The short answer is: they don't transform the matrices, but treat each element in the matrix as a dimension (in machine learning each element would be called a Feature).
Thus, they need classify elements with 100x100 = 10000 features each. In the linear SVM case, they do so using a hyperplane, which divides the 10,000-dimensional space into two distinct regions.
A longer answer would be:
Consider your 2D case. Now, you want to separate a set of two-dimensional elements. This means that each element in your set can be described mathematically as a 2-tuple, namely: e = (x1, x2). For example, in your figure, some full dots might be: {(1,3), (2,4)}, and some hollow ones might be {(4,2), (5,1)}. Note that in order to classify them with a linear classifier, you need a 2-dimensional linear classifier, which would yield a decision rule which might look like this:
- e = (x1, x2)
- if (w1 * x1 + w2 * x2) > C : decide that e is a full dot.
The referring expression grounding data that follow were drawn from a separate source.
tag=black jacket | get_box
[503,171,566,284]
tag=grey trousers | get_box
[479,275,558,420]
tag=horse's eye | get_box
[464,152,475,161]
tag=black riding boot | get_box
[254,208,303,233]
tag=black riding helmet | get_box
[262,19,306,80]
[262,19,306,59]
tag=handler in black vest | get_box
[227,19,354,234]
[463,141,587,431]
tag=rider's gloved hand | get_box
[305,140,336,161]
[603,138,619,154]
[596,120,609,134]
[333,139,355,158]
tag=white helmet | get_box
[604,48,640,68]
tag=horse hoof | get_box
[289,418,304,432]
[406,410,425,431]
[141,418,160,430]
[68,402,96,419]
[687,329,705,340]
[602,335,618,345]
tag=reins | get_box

- otherwise : e is hollow.
Note that the classifier is linear, as it is a linear combination of the elements of e. The 'w's are called 'weights', and 'C' is the decision threshold. a linear function with 2-elements as above is simply a line, that's why in your figures the H's are lines.
Now, back to our n-dimensional case, you can probably figure our that a line will not do the trick. In the 3D case, we would need a plane: (w1 * x1 + w2 * x2 + w2 * x3) > C, and in the n-dimensional case, we would need a hyperplane: (w1 * x1 + w2 * x2 + ... + wn * xn) > C, which is damn hard to imagine, none the less to draw :-).